Poetry Slam

Gedankenpost, Reden wir mal über...

Hey ihr Lieben, 

In meiner Blogbeschreibung habe ich ganz am Anfang geschrieben, dass ich vielleicht mal ein bisschen Literatur hier mit hineinbringe. Das werde ich dann heute auch tun, wenn auch ein bisschen anders, als ich das eigentlich gedacht hatte. Ich werde nämlich keinen eigenen Text hier posten, sondern ein bisschen mit euch über Poetry Slam reden.
Was das ungefähr ist, ist bestimmt den meisten von euch klar, für die die noch nie etwas von Poetry Slam gehört haben erkläre ich kurz, worüber ich hier eigentlich schreibe. 
Ein Poetry Slam ist sozusagen ein literarischer Wettbewerb. Jeder kann mitmachen und jeder der es tut, muss mit selbstgeschriebenen Texten antreten. Die werden dann vor einem Publikum gelesen und auch von diesem mit 1-10 Punkten bewertet. Das Zeitlimit, das man möglichst genau einhalten sollte, beträgt meistens um die fünf Minuten, das variiert aber, jenachdem, wo ihr zum Slam geht. 
Die Regeln sind auch relativ klar: Das Zeitlimit muss eingehalten werden, der Text/ die Texte müssen selbstgeschrieben sein und ihr dürft keine Requisiten, Gesang oder andere Hilfsmittel benutzen. 

Ich persönlich liebe Poetry Slams und finde es wahnsinnig beeindruckend, was manche Leute mit Worten alles anstellen können… 

Einige Poeten sind euch vermutlich bekannt, wenn ihr euch schon mal mit Poetry Slams beschäftigt habt. 
Julia Engelmann beispielsweise geht ja sogar auf Lesungstouren, hat ein eigenes Buch mit Slamtexten herausgebracht und schreibt mittleiweile auf der Stern-Seite eine eigene Kolumne. Ich bin damals über eine Freundin auf sie aufmerksam geworden und habe mir ihr vielgeclicktes YouTube-Video „One Day/Reckoning Text“ angesehen. Noch begeisterter war ich allerdings von dem Text „Für meine Eltern“. Was ich bei Julia Engelmann so schön finde, ist die Einfachheit ihrer Sprache, mit dem sie ihren Worten so viel Tiefe verleiht.
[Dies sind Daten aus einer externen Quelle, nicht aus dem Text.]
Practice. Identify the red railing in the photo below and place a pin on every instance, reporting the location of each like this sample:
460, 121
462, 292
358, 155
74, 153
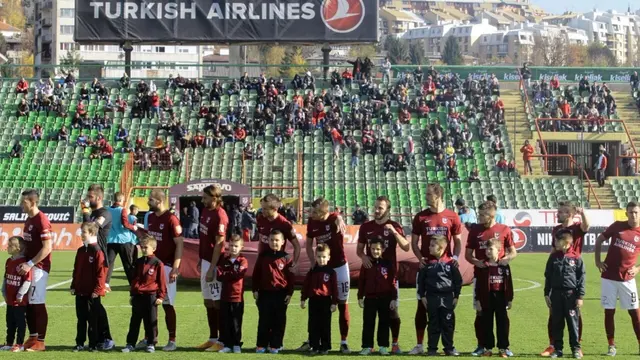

Und das in jedem ihrer Texte eine eigene kleine Seele zu stecken scheint.
Ganz anders slamt zum Beispiel Andy Strauß. Ihn habe ich auf einem Poetry Slam in Dresden das erste Mal gesehen. Mit Jogginghose, einer ganz eigenen und besonderen Art, schwarzem Humor, den man immer erst am Ende des Verses erkennt und ganz viel Tiefgang ist er mir in Erinnerung geblieben.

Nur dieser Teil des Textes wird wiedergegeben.